Definitions

In machine learning, fairness refers to the absence of any prejudice or favoritism toward an individual or group based on their inherent or acquired characteristics; many formal criteria (e.g., demographic parity, equalized odds, equal opportunity) are used to assess it.

Wikipedia: Fairness (machine learning)


Fairness is a key characteristic of trustworthy AI systems and requires identifying, measuring, and mitigating harmful bias across the AI lifecycle, including data, models, and human processes.

NIST AI Risk Management Framework


IEEE 7003 provides processes to identify, document, measure, and mitigate algorithmic bias so that AI-enabled systems achieve context-appropriate fairness toward affected persons and groups.

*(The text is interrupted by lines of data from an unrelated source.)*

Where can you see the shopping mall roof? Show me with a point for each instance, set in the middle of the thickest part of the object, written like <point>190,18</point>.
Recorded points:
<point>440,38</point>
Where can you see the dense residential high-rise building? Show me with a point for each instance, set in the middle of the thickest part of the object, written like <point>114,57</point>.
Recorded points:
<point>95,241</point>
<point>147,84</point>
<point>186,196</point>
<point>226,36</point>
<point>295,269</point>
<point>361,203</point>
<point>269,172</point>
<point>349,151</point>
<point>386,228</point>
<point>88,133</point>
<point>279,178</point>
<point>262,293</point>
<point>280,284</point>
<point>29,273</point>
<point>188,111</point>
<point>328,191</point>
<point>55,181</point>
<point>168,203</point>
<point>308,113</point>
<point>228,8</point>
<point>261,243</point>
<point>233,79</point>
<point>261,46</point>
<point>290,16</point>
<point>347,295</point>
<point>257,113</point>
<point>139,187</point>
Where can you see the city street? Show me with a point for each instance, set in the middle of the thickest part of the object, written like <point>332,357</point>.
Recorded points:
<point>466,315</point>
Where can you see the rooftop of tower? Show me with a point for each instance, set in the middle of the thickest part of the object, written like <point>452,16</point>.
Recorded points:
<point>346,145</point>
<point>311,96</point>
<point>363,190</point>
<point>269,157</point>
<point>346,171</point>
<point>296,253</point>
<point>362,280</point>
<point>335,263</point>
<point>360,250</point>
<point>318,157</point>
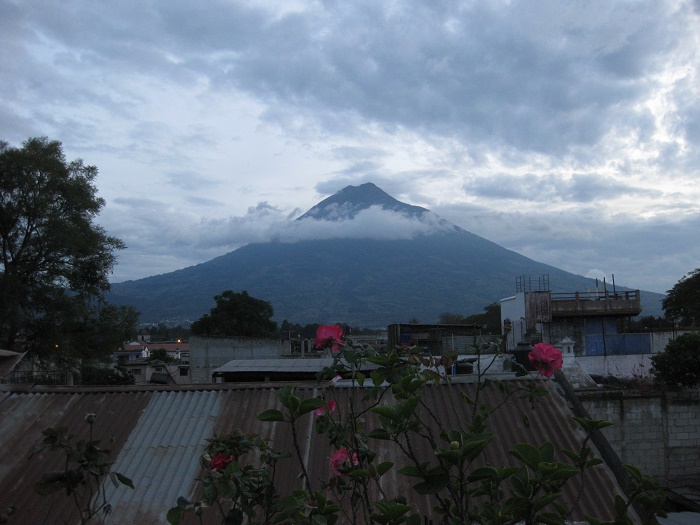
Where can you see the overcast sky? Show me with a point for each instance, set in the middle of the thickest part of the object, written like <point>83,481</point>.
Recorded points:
<point>566,131</point>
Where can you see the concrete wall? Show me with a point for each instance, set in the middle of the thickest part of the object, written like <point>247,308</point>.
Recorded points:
<point>659,434</point>
<point>209,353</point>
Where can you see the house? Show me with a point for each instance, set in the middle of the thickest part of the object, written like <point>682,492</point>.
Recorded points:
<point>157,433</point>
<point>536,314</point>
<point>209,353</point>
<point>436,339</point>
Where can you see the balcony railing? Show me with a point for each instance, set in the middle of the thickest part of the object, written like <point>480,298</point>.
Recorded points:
<point>596,303</point>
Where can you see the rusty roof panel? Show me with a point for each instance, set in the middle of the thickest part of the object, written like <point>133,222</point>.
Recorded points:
<point>162,453</point>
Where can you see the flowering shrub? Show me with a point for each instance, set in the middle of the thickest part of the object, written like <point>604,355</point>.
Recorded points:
<point>462,485</point>
<point>340,460</point>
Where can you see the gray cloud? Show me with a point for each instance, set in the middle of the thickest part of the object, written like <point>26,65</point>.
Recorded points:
<point>565,131</point>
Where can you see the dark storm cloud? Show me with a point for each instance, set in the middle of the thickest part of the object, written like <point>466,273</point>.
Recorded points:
<point>529,75</point>
<point>579,188</point>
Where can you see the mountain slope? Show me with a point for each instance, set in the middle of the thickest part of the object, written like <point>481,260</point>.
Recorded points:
<point>363,282</point>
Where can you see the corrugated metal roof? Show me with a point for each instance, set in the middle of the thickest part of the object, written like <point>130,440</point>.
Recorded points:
<point>158,433</point>
<point>281,365</point>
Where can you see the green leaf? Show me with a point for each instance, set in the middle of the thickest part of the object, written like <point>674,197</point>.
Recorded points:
<point>414,519</point>
<point>270,415</point>
<point>545,500</point>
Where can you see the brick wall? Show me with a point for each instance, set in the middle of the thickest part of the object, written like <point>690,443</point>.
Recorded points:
<point>659,434</point>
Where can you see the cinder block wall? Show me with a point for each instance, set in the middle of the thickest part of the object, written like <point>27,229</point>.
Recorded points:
<point>659,434</point>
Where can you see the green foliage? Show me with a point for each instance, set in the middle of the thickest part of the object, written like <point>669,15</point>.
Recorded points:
<point>682,302</point>
<point>455,474</point>
<point>55,260</point>
<point>85,467</point>
<point>237,314</point>
<point>678,366</point>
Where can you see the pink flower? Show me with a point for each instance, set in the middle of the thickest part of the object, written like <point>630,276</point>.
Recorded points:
<point>546,359</point>
<point>329,337</point>
<point>220,461</point>
<point>340,459</point>
<point>330,406</point>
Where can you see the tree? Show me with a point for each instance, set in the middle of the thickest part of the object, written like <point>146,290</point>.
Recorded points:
<point>237,314</point>
<point>678,366</point>
<point>682,302</point>
<point>54,260</point>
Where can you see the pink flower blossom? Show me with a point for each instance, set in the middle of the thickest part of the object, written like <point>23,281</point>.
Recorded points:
<point>220,461</point>
<point>329,337</point>
<point>546,359</point>
<point>330,406</point>
<point>340,459</point>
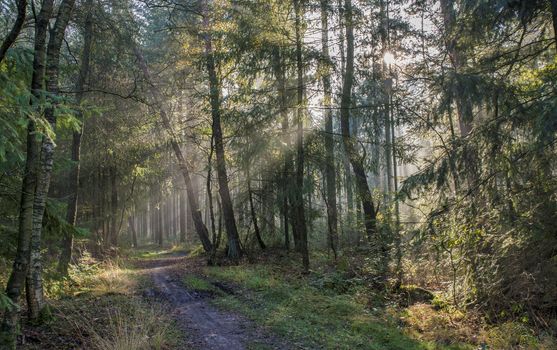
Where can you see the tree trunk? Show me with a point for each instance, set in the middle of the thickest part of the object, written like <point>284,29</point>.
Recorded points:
<point>134,232</point>
<point>330,171</point>
<point>183,214</point>
<point>16,282</point>
<point>113,207</point>
<point>234,249</point>
<point>200,227</point>
<point>16,28</point>
<point>253,214</point>
<point>349,142</point>
<point>554,17</point>
<point>287,166</point>
<point>299,204</point>
<point>35,295</point>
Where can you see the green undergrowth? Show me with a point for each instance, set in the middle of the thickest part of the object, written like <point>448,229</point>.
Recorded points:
<point>99,306</point>
<point>311,316</point>
<point>155,252</point>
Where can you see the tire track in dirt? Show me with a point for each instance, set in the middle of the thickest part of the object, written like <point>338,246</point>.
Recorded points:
<point>206,327</point>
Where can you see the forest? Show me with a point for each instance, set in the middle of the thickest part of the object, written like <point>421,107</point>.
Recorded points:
<point>278,174</point>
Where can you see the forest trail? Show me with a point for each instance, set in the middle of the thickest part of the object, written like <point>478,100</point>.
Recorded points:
<point>205,326</point>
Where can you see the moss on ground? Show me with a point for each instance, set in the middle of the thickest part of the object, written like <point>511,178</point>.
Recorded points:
<point>312,316</point>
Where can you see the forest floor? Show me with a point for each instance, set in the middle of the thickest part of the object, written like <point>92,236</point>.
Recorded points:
<point>167,299</point>
<point>205,326</point>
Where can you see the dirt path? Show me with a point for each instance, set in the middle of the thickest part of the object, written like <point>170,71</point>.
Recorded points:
<point>206,327</point>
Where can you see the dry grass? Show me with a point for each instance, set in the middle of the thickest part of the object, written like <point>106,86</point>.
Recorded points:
<point>137,327</point>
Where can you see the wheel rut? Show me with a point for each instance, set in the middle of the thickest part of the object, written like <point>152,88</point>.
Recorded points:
<point>206,327</point>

IEEE 7003-2024 Standard for Algorithmic Bias Considerations

Scope and Intent

  • Aim: ensure outcomes and error rates are not unjustifiably different across protected groups.
  • Typical metrics: disparate impact (80% rule), demographic parity difference, equal opportunity (TPR parity), equalized odds (TPR/FPR parity), calibration within groups.
  • Lifecycle: apply mitigation pre-/in-/post‑processing and monitor drift and disparities in production.

See Also (relationships)

  • Bias Mitigation: the set of techniques (pre‑/in‑/post‑processing, monitoring) used to achieve fairness targets defined for a system.
  • Explainability: helps diagnose sources of unfairness (feature attributions, counterfactuals) and justify mitigation choices to stakeholders.
  • Transparency: disclosures (model cards, data sheets, per‑group metrics) that enable external review of fairness goals and outcomes.
  • Accountability: governance assigning responsibility for fairness policies, reviews, approvals, and remediation when disparities arise.

Metrics (brief)

  • Disparate Impact (80% rule): ratio of selection rates between protected and reference groups; example: 0.78 (< 0.80) flags possible adverse impact.
  • Demographic Parity Difference: difference in selection rates; example: 0.10 means a 10‑point gap in positive decisions.
  • Equal Opportunity: difference in true positive rates (TPR/recall) for the qualified class; example: TPR_A − TPR_B ≤ 0.05.
  • Equalized Odds: both TPR and FPR are similar across groups; enforce combined bounds (e.g., ≤ 0.05 each).
  • Calibration within Groups: predicted probabilities match observed frequencies per group (assess via reliability curves, ECE/Brier).
  • Predictive Parity (PPV parity): positive predictive value similar across groups; note trade‑offs with other criteria when base rates differ.